Cumhurbaşkanı Recep Tayyip Erdoğan, 81 ilin valisine hitap etti. Konuşmasında ABD ile yaşanan vize krizine değinen Erdoğan, ABD'nin Ankara Büyükelçisi John Bass'a sert sözlerle yüklenerek "Bu olayı ortaya çıkaran buradaki bir büyükelçidir. Amerika'nın stratejik ortağını bir kendini bilmez büyükelçiye feda etmesi kabul edilemez." dedi.

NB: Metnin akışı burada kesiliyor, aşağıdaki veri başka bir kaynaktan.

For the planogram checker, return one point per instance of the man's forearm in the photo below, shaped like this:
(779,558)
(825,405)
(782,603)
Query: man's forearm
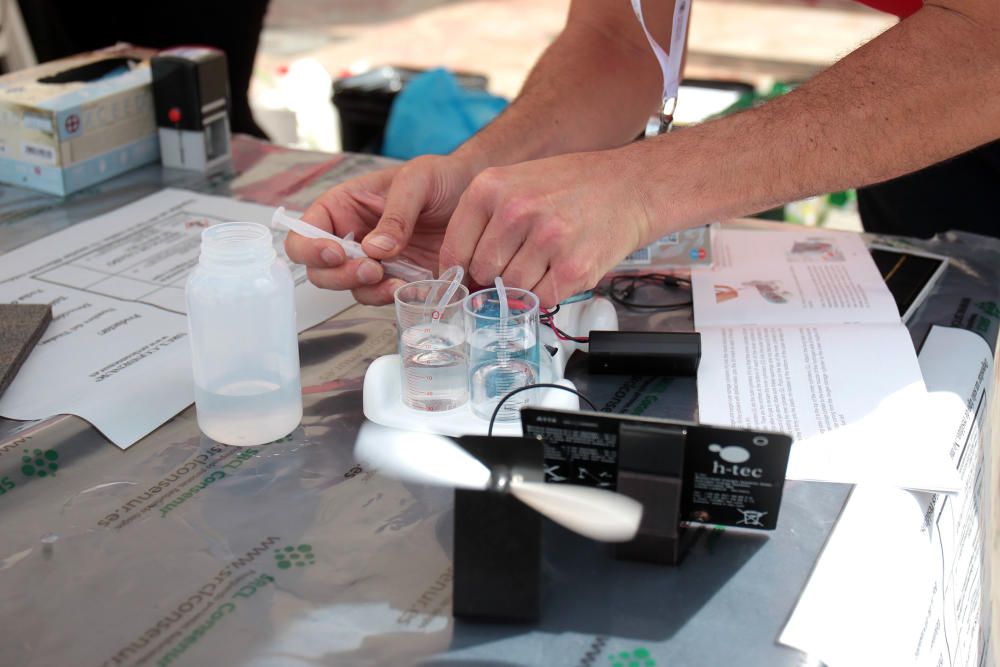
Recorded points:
(593,88)
(923,91)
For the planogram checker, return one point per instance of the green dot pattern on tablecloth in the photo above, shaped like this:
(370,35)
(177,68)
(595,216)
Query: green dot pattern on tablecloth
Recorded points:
(640,657)
(299,556)
(39,464)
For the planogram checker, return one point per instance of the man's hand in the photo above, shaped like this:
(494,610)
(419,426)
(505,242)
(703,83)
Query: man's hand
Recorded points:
(397,211)
(553,226)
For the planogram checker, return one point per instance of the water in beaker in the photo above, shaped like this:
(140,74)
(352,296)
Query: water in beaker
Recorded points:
(435,370)
(503,353)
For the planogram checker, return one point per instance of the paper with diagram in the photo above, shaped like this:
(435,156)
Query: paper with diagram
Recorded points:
(800,335)
(902,580)
(116,353)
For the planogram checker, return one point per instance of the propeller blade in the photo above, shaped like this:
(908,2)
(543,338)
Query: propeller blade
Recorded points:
(595,513)
(422,458)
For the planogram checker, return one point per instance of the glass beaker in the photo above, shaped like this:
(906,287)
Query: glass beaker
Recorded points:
(434,360)
(503,353)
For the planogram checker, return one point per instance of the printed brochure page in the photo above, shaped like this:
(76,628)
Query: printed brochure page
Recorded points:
(831,365)
(801,276)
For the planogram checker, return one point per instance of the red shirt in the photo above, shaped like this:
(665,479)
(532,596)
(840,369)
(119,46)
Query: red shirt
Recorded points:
(901,8)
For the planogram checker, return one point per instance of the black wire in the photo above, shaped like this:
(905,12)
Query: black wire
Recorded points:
(623,295)
(547,385)
(548,315)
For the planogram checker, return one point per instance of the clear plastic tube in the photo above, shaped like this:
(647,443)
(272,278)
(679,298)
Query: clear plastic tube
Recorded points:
(396,267)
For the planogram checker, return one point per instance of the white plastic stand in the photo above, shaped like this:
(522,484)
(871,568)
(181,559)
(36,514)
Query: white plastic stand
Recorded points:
(383,392)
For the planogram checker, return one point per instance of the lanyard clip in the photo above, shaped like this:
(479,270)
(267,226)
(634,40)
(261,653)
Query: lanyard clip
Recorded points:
(663,120)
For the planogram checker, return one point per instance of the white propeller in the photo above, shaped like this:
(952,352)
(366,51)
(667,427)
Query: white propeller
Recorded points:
(426,458)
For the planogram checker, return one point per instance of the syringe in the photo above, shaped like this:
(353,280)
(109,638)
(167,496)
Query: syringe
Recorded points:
(395,267)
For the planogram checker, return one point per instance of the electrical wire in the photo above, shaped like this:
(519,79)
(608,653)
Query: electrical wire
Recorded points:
(623,288)
(547,318)
(546,385)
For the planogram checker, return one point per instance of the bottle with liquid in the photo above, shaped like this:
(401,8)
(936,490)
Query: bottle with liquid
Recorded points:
(244,344)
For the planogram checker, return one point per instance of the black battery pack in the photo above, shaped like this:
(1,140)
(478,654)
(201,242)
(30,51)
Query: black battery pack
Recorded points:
(644,353)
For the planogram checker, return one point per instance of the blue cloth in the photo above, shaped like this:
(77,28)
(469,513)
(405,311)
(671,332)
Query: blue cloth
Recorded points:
(433,114)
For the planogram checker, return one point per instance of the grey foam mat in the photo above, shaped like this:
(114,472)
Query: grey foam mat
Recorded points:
(21,326)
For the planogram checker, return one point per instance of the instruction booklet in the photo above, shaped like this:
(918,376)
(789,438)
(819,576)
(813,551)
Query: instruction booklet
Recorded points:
(800,335)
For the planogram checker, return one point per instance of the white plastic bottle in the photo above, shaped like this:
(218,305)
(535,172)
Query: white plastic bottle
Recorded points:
(244,344)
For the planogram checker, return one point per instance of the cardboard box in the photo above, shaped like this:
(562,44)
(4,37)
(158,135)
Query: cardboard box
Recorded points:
(70,123)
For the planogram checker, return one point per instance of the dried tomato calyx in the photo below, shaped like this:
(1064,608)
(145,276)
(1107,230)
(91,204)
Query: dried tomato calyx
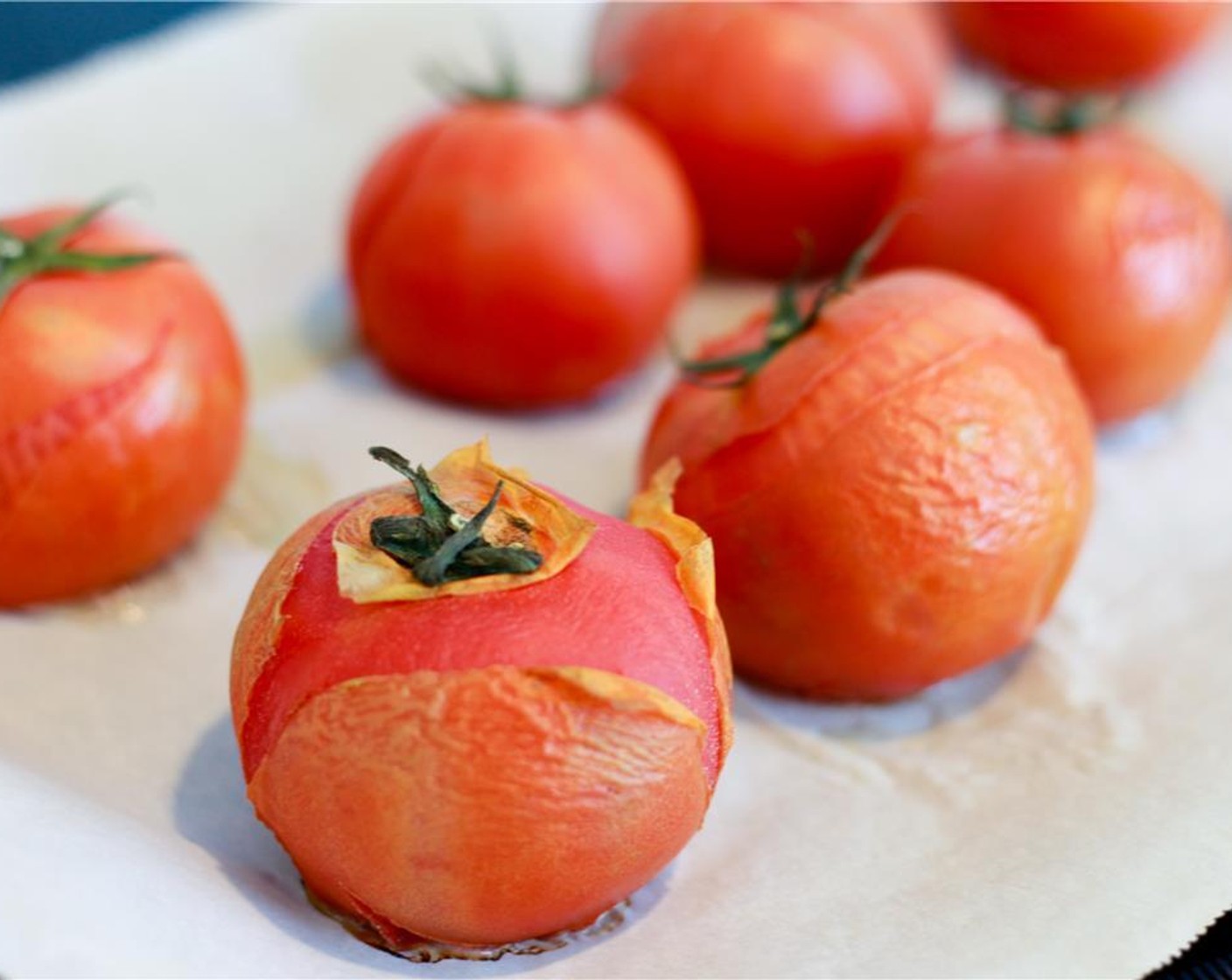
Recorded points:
(26,258)
(1057,114)
(787,320)
(440,545)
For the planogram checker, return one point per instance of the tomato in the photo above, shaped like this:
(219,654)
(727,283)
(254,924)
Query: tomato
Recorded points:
(787,117)
(896,494)
(121,407)
(1120,254)
(1082,45)
(492,746)
(515,256)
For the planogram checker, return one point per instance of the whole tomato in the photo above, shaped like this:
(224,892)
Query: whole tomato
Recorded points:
(787,117)
(1081,45)
(476,712)
(1120,254)
(896,487)
(518,256)
(121,403)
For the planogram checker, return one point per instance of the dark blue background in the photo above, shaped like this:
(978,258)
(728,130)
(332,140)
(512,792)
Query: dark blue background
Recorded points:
(37,37)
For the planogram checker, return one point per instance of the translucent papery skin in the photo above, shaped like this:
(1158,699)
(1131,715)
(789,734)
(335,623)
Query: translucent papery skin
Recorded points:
(121,416)
(1123,258)
(483,768)
(896,497)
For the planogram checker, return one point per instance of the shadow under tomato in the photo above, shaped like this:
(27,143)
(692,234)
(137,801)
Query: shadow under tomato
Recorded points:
(935,705)
(212,810)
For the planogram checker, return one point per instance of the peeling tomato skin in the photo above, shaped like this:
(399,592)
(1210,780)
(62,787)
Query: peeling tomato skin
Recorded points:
(480,807)
(896,498)
(1081,45)
(604,614)
(520,256)
(1121,256)
(121,413)
(785,117)
(493,766)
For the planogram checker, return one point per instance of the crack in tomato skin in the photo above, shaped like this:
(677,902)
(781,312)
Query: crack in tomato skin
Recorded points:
(26,446)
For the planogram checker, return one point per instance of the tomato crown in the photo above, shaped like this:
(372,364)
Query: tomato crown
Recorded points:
(440,545)
(507,87)
(787,320)
(27,258)
(1057,114)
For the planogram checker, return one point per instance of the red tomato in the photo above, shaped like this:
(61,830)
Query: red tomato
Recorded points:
(514,256)
(894,497)
(787,117)
(1121,256)
(1082,45)
(471,757)
(121,415)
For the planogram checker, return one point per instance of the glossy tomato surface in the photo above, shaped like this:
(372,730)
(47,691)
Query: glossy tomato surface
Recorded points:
(514,256)
(486,762)
(896,497)
(1120,254)
(1082,45)
(121,416)
(787,117)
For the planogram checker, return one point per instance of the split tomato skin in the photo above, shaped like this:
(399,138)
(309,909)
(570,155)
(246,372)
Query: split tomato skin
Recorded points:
(483,768)
(121,416)
(1082,45)
(1121,256)
(519,256)
(785,117)
(894,498)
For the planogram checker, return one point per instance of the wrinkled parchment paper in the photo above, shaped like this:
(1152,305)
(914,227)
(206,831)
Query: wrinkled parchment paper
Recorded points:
(1068,813)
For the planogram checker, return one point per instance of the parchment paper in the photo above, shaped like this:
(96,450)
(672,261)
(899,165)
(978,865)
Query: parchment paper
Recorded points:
(1068,813)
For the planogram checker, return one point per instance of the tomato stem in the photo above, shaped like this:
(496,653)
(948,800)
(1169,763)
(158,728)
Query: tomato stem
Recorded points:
(507,87)
(787,320)
(440,545)
(1056,114)
(27,258)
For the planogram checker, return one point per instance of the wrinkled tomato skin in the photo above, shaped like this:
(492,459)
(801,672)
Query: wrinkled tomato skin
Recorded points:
(518,256)
(1082,45)
(437,769)
(1121,256)
(121,416)
(896,498)
(788,118)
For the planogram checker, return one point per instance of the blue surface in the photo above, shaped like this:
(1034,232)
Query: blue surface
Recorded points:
(39,36)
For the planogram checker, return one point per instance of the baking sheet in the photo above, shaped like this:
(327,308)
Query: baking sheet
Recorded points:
(1068,813)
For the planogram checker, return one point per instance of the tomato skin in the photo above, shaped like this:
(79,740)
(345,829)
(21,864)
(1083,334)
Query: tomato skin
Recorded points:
(1082,45)
(518,256)
(894,498)
(121,416)
(1121,256)
(787,117)
(486,768)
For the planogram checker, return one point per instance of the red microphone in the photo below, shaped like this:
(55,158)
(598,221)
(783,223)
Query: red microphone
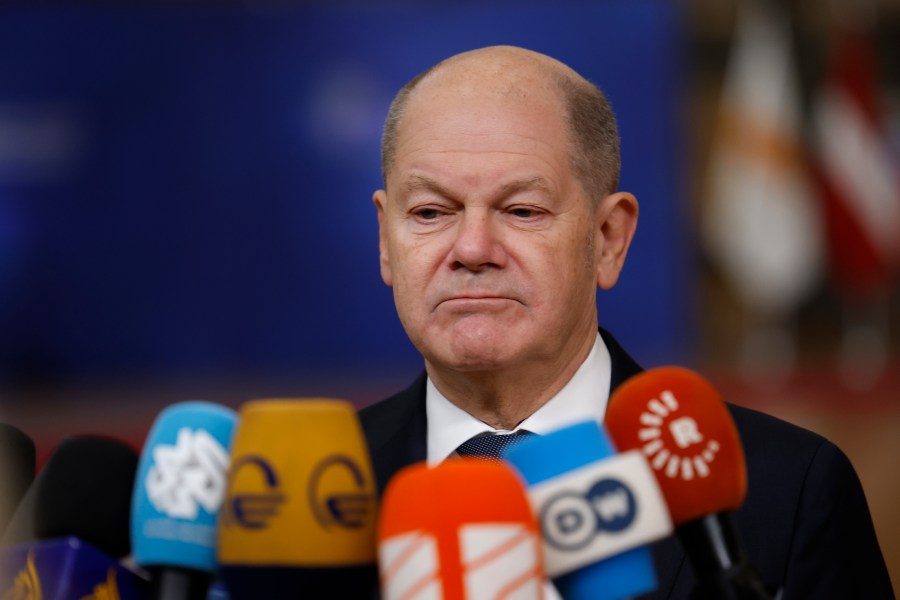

Erdoğan'ın konuşmasından satır başları:
"Bizleri tekrar bir araya getiren İçişleri Bakanlığımıza, sayın Bakan ve ekibine teşekkür ediyorum. İstişare gereklidir. Bir süredir ülkemiz bu coğrafyadaki bin yıllık varlığı ve bekası açısından tarihinin en kritik süreçlerinden birini yaşamaktadır. 2. bir kurtuluş savaşı verdiğimiz bir zaman diliminin tam ortasındayız. Türkiye içeriden ve dışarıdan kuşatılmaya çalışılıyor. İddialı ve güçlü bir Türkiye'yi hazmedemiyorlar.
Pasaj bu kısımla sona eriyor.